Question

Find the area of the following triangles \(T\). (The area of a triangle is half the area of the corresponding parallelogram.) The sides of \(T\) are \(\mathbf{u}=\langle 3,3,3\rangle, \mathbf{v}=\langle 6,0,6\rangle,\) and \(\mathbf{u}-\mathbf{v}\)

Short answer

Answer: The area of the triangle is 4.5.

Step-by-step solution

Find Cross Product of \(\mathbf{u}\) and \(\mathbf{v}\)

Firstly, we calculate the cross product of vectors \(\mathbf{u}\) and \(\mathbf{v}\). The cross product is defined as: \(\mathbf{u} \times \mathbf{v} = \langle u_2v_3-u_3v_2, u_3v_1-u_1v_3, u_1v_2-u_2v_1 \rangle\) where \(\mathbf{u}=\langle u_1,u_2,u_3 \rangle\) and \(\mathbf{v}=\langle v_1,v_2,v_3 \rangle.\) We plug in the given values: \(\mathbf{u} \times \mathbf{v} = \langle (3)(6)- (3)(6),(3)(6)-(3)(6),(3)(0)-(3)(3)\rangle = \langle 0, 0 , -9 \rangle\)

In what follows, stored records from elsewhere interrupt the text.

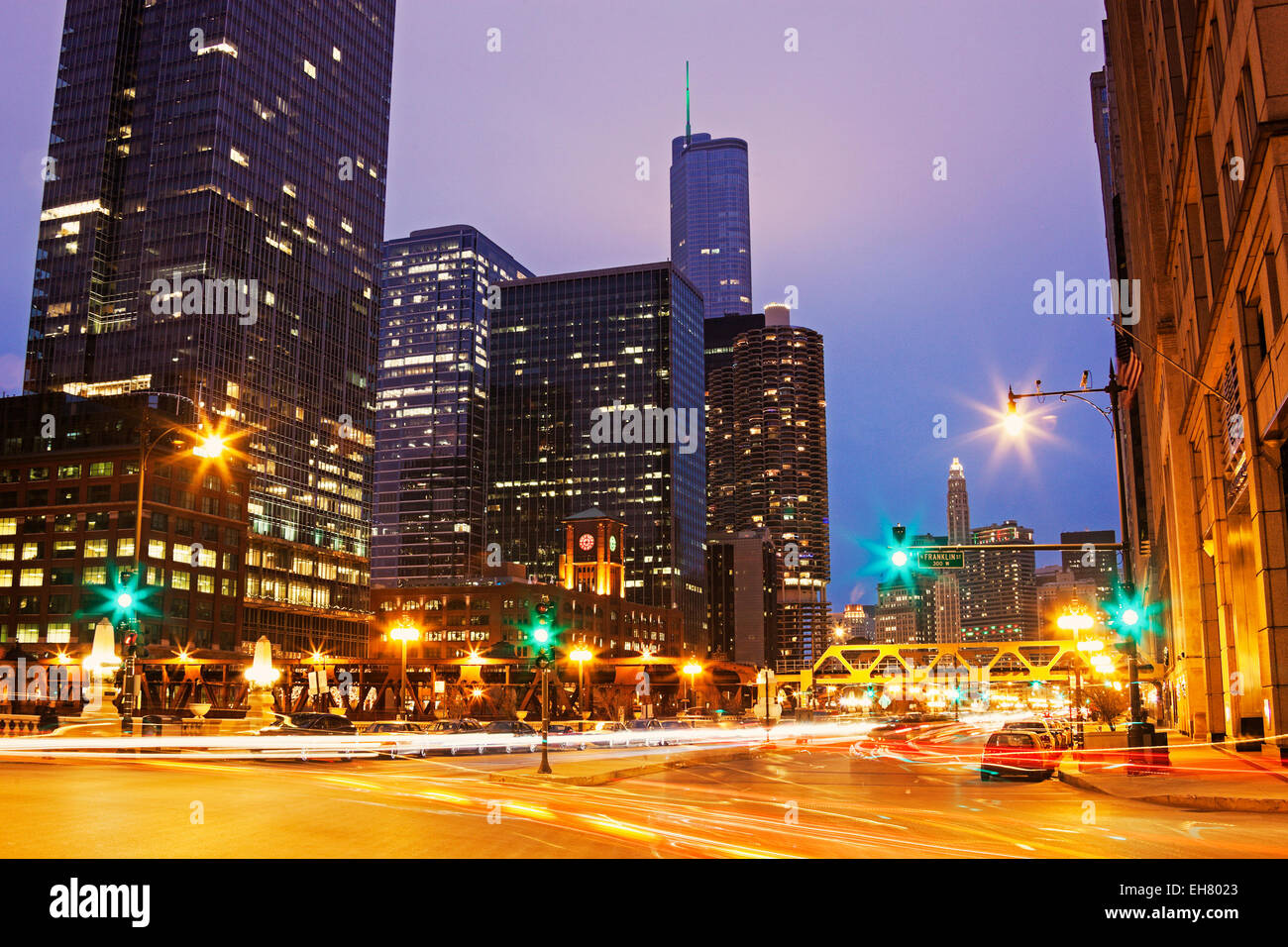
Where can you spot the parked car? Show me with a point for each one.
(1017, 751)
(510, 736)
(565, 737)
(397, 748)
(606, 733)
(456, 736)
(678, 732)
(309, 723)
(644, 732)
(309, 727)
(1038, 727)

Magnitude of Cross Product

Now, we need to find the magnitude of the cross product: \(|\mathbf{u} \times \mathbf{v}| = \sqrt{0^2 + 0^2 + (-9)^2} = \sqrt{81} = 9\)

Find the Area of the Triangle

As the area of a triangle is half the area of the corresponding parallelogram, we divide the magnitude of the cross product by 2: \(Area~of~Triangle =\frac{|\mathbf{u} \times \mathbf{v}|}{2}=\frac{9}{2}=4.5\) So, the area of the triangle \(T\) is 4.5.

Key concepts

Cross Product

The cross product is a crucial concept when dealing with vectors in three-dimensional space. It provides a way to find a vector that is orthogonal to two given vectors. In simpler terms, the cross product of two vectors results in another vector that points perpendicular to both.
This is particularly useful in physics and engineering, for instance, when determining the direction of the force exerted by a torque.To compute the cross product for vectors \(\mathbf{u}\) and \(\mathbf{v}\), you can use the determinant-like structure:

• \(\mathbf{u} \times \mathbf{v} = \langle u_2v_3-u_3v_2, u_3v_1-u_1v_3, u_1v_2-u_2v_1 \rangle\)

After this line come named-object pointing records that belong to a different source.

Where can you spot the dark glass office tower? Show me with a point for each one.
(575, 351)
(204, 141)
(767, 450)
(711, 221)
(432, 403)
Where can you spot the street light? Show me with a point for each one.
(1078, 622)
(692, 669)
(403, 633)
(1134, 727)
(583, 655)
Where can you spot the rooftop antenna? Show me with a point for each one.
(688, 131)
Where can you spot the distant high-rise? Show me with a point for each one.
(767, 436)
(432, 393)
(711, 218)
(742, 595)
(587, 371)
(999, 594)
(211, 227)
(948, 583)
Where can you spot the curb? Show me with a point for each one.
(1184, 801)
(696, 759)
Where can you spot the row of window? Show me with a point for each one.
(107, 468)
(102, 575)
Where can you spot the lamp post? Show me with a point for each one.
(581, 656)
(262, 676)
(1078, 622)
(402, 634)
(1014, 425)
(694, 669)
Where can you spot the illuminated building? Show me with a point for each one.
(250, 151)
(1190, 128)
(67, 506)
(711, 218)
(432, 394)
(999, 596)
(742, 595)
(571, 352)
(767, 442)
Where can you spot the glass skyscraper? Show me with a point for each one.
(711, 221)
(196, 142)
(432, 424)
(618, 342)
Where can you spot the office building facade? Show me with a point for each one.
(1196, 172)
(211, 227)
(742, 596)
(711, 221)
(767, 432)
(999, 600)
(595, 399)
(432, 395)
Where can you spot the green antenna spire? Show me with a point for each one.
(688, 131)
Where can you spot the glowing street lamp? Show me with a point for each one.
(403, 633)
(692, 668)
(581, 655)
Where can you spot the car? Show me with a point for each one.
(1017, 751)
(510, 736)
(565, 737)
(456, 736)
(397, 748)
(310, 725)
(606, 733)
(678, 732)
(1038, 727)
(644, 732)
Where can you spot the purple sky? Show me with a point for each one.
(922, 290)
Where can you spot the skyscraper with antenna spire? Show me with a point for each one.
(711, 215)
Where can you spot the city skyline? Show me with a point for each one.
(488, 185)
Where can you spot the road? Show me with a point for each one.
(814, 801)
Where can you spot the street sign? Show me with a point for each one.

In our exercise, with \(\mathbf{u}=\langle 3,3,3\rangle\) and \(\mathbf{v}=\langle 6,0,6\rangle\), the cross product calculation yields \(\langle 0, 0, -9 \rangle\).
Notice how each component is calculated using a small part of each vector's coordinates, emphasizing the perpendicular nature of the result.

Parallelogram Area

The area of a parallelogram is closely related to vectors and their cross product. When two vectors are positioned such that they originate from the same point, they form a parallelogram.
The area of this parallelogram can be found by calculating the magnitude of the cross product of these two vectors.The steps to find the area using vectors \(\mathbf{u}\) and \(\mathbf{v}\) can be summarized as:

• Calculate the cross product: \(\mathbf{u} \times \mathbf{v}\).
• Find the magnitude of the resulting vector to determine the area of the parallelogram.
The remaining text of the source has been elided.